CreateML is a phenomenal tool introduced at WWDC 2018 by Apple, and it has already created quite a hype. In this blog post, we’ll discover not only why it happened but we will also learn how to use the tool. Let’s start!

Why is it so important?

In summer 2017, Apple introduced the CoreML ,  a framework that allows you to easily integrate Machine Learning models into your app. However, these models could be either downloaded from Apple’s website or created with the help of one of the supported Python’s Deep Learning libraries like Tensorflow, Keras, etc. Regarding the latter option, you still needed to convert the trained model to the .mlmodel format in order to integrate it into your application.
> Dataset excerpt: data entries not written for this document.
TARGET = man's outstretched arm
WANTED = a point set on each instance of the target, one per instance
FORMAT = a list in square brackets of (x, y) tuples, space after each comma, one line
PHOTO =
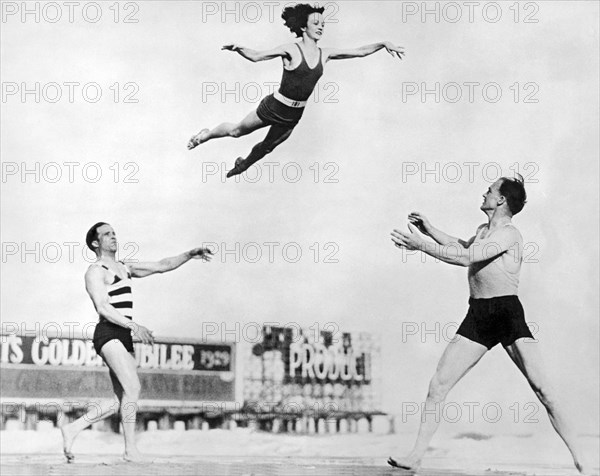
[(146, 268), (424, 226), (452, 253)]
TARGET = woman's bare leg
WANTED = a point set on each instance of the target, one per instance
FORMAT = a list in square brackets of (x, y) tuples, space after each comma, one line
[(276, 135), (249, 124)]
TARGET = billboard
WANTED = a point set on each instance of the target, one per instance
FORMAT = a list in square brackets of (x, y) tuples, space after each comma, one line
[(172, 372), (299, 370)]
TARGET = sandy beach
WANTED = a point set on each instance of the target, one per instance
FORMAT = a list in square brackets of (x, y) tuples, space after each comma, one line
[(244, 452)]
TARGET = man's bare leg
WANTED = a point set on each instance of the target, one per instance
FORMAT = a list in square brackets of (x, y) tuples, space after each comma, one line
[(527, 356), (96, 412), (459, 357), (124, 367)]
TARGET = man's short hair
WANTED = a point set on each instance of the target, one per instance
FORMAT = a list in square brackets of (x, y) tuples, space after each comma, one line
[(92, 235), (513, 189)]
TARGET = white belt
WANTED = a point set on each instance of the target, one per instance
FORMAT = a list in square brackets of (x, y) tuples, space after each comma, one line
[(287, 101)]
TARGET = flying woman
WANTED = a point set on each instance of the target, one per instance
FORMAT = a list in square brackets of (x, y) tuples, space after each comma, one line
[(302, 67)]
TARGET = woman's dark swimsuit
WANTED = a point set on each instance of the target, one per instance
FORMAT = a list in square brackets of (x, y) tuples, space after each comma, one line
[(497, 320), (297, 85), (120, 297)]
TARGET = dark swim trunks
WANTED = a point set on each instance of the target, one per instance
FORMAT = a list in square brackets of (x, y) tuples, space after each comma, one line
[(495, 320), (106, 331), (273, 112)]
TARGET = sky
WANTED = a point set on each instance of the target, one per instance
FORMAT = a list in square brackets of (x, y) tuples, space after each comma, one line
[(103, 134)]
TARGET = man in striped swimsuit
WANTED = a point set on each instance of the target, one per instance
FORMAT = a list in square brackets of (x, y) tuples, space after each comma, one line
[(495, 315), (108, 283)]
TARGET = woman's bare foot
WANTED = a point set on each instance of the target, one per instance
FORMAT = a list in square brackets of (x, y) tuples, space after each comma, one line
[(137, 457), (198, 139), (407, 463), (68, 438), (238, 168), (586, 470)]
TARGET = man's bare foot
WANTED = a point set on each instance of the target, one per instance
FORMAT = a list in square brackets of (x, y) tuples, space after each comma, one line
[(137, 457), (407, 463), (68, 438), (196, 140), (237, 169)]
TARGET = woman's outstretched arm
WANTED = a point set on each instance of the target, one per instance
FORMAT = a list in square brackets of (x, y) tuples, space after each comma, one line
[(254, 56), (332, 53)]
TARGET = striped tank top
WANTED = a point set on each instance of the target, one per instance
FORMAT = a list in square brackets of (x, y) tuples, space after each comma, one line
[(298, 84), (119, 293)]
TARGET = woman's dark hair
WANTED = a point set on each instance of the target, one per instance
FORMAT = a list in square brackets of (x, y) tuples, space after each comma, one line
[(92, 235), (296, 17), (513, 189)]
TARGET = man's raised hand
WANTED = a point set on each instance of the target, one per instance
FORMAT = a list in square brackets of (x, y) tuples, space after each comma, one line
[(201, 253), (421, 222)]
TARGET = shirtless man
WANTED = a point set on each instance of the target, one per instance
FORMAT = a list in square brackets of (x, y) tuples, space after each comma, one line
[(495, 315), (108, 282)]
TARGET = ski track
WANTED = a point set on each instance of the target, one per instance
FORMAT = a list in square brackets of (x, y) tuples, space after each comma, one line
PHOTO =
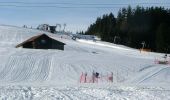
[(28, 74)]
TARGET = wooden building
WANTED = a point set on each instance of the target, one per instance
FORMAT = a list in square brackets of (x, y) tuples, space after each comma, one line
[(42, 42)]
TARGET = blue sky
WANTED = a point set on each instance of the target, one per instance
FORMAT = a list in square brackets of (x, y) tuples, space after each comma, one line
[(76, 17)]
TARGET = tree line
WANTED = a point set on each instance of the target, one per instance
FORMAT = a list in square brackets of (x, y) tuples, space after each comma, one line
[(135, 27)]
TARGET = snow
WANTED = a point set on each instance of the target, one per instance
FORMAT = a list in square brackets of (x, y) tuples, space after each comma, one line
[(27, 74)]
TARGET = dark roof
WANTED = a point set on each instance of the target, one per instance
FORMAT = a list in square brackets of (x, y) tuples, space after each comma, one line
[(35, 37)]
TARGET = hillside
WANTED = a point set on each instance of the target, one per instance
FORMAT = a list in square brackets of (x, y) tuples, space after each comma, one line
[(35, 68)]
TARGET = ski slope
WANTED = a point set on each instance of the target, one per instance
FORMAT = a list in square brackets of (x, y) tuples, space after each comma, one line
[(53, 74)]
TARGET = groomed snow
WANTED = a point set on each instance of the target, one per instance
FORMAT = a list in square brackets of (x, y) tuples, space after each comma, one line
[(27, 74)]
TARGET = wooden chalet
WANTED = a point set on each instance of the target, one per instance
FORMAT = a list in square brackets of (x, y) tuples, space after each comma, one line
[(42, 41)]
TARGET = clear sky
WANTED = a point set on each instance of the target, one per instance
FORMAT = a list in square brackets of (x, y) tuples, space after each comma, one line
[(77, 14)]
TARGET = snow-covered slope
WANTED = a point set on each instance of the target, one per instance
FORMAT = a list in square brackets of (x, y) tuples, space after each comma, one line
[(30, 67)]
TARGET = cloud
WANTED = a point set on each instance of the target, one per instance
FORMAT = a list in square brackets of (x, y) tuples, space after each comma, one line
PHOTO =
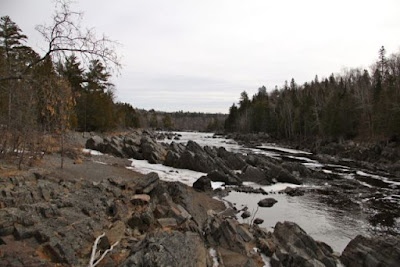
[(179, 53)]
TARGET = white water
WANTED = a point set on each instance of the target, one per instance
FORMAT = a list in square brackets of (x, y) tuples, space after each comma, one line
[(323, 223)]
No surprise that a lot of developers mentioned in their reviews for CoreML last year that it is not really a Machine Learning framework, as it doesn’t enable model creation. This year, everything has changed with CreateML.
The CreateML framework enables you to easily build machine learning models with no machine learning expertise required. In Swift. On your Mac. Isn’t it exciting enough?

What can it do?

Create ML lets you to build a machine learning model for:

  • Image recognition

    Differentiating a cat from a dog on a picture? Easy! 😅

  • Text classification

    Now you can create your own spam email classifier 🎉 in Swift.
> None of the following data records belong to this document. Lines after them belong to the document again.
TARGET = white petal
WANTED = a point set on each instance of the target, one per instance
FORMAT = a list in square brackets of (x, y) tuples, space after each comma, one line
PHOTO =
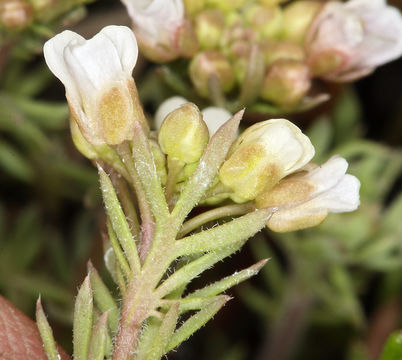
[(167, 107), (215, 117)]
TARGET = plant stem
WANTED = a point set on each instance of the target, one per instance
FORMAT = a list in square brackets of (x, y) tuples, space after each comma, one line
[(215, 214)]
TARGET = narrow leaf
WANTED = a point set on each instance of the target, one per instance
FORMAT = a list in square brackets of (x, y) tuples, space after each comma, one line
[(224, 235), (145, 166), (97, 346), (119, 221), (46, 333), (82, 324), (103, 299), (228, 282), (196, 321), (165, 333), (208, 167), (188, 272)]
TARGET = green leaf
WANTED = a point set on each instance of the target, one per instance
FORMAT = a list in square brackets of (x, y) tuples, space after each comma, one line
[(196, 321), (229, 281), (165, 333), (119, 221), (103, 299), (82, 325), (97, 346), (208, 167), (224, 235), (393, 347), (46, 333), (188, 272)]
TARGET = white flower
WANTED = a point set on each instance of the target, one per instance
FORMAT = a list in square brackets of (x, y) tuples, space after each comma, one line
[(349, 40), (97, 76), (262, 155), (305, 199), (161, 28), (213, 116)]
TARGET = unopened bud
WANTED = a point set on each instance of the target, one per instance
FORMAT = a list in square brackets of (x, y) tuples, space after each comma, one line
[(183, 134), (262, 155), (297, 18), (15, 14), (209, 26), (274, 51), (208, 64), (194, 6), (286, 82), (267, 21), (226, 5)]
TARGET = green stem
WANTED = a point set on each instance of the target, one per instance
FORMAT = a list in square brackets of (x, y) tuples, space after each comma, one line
[(215, 214), (174, 167)]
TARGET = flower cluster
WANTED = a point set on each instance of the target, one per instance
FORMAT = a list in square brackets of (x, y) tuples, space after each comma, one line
[(278, 49)]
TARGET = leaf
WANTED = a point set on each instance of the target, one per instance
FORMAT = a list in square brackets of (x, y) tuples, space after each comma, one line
[(46, 333), (165, 333), (97, 346), (224, 235), (208, 167), (119, 221), (196, 321), (82, 325), (103, 299)]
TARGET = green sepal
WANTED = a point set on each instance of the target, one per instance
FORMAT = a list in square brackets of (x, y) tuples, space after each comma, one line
[(103, 299), (97, 345), (82, 324), (196, 321), (46, 333)]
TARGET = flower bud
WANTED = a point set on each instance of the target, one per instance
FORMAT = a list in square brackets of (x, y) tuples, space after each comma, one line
[(183, 134), (194, 6), (297, 18), (286, 82), (207, 64), (267, 21), (262, 155), (368, 34), (273, 51), (15, 14), (304, 199), (226, 5), (97, 76), (208, 26)]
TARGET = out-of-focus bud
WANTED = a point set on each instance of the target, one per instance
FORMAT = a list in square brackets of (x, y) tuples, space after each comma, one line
[(262, 155), (226, 5), (161, 28), (209, 26), (194, 6), (15, 14), (267, 21), (349, 40), (208, 64), (305, 199), (282, 50), (286, 82), (160, 161), (183, 134), (297, 17), (97, 76)]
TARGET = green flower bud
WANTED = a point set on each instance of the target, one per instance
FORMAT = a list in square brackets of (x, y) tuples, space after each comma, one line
[(273, 51), (286, 82), (267, 21), (184, 134), (226, 5), (297, 18), (209, 26), (207, 64), (15, 14)]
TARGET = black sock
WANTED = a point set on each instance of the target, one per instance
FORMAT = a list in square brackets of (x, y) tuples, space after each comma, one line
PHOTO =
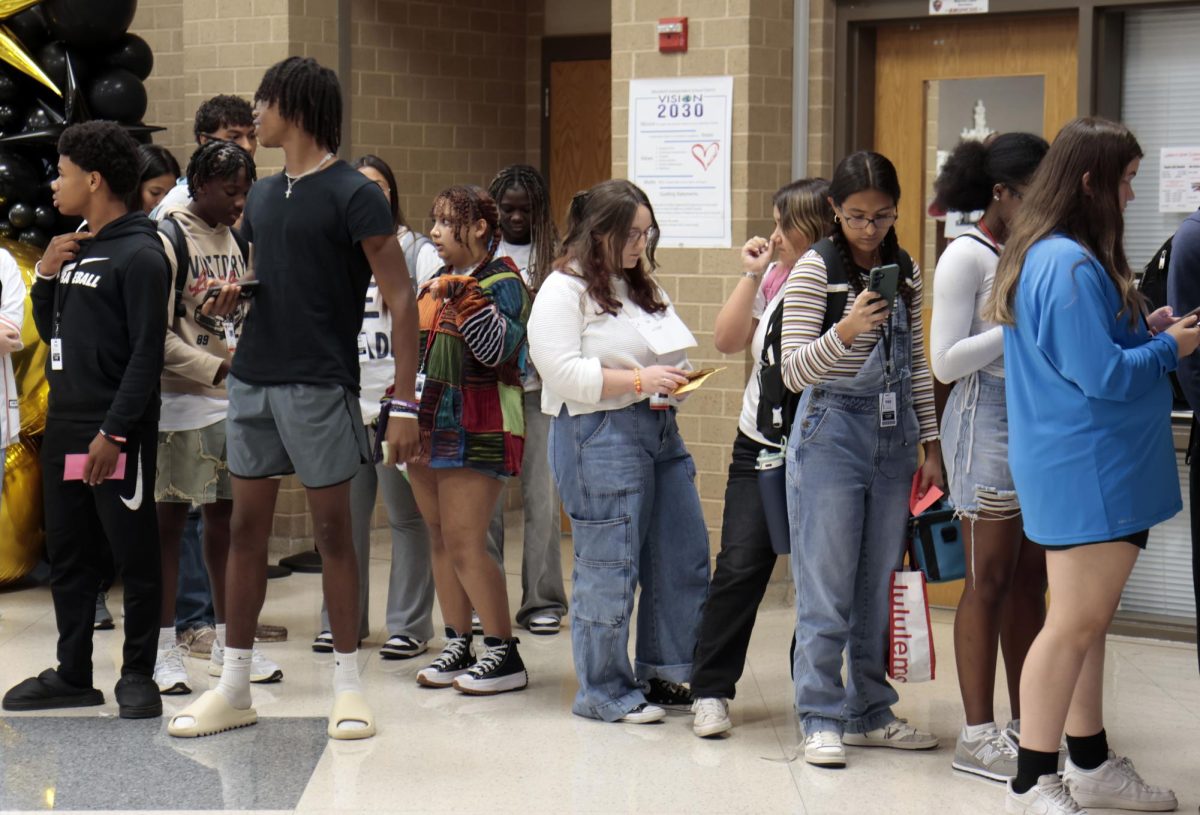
[(1089, 751), (1032, 765)]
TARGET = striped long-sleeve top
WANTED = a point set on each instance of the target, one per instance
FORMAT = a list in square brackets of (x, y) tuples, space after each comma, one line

  • Predicting values using the structural data

    You can predict a house price based on its square footage, location, and a number of bedrooms, as an example.

How easy is that?

Extremely. Let’s take a look at the Create ML workflow. It may look familiar to those who have already had some Machine Learning experience but, at the same time, it’s not too complicated for those who haven’t.


The workflow consists of these steps:

  1. The problem
    First of all, we need to define the problem that needs to be solved. The crucial step is to make sure that machine learning can be applied to it. Basically, all tasks that could be solved with CreateML are listed in the previous paragraph.
  2. The data
    Then, relevant data needs to be collected and preprocessed for the purposes of training and testing our model. In most cases, it is the most important part of the whole process if you want your model to be successful.
  3. The training
    We train our model with the data. And then we have to test it. The testing dataset should be different from the one you use for training, and usually, the ratio is around 80/20. If we are satisfied with the evaluation results on the test dataset, we just save the model.
  4. The improvement
    However, if the results don’t look great , we need to go back to previous steps in order to improve the model. You can clearly see in the picture below that the step you need to come back to is preparing the data. Well, that’s true as it’s the most popular way of improving the model. However, there are other options you might want to consider.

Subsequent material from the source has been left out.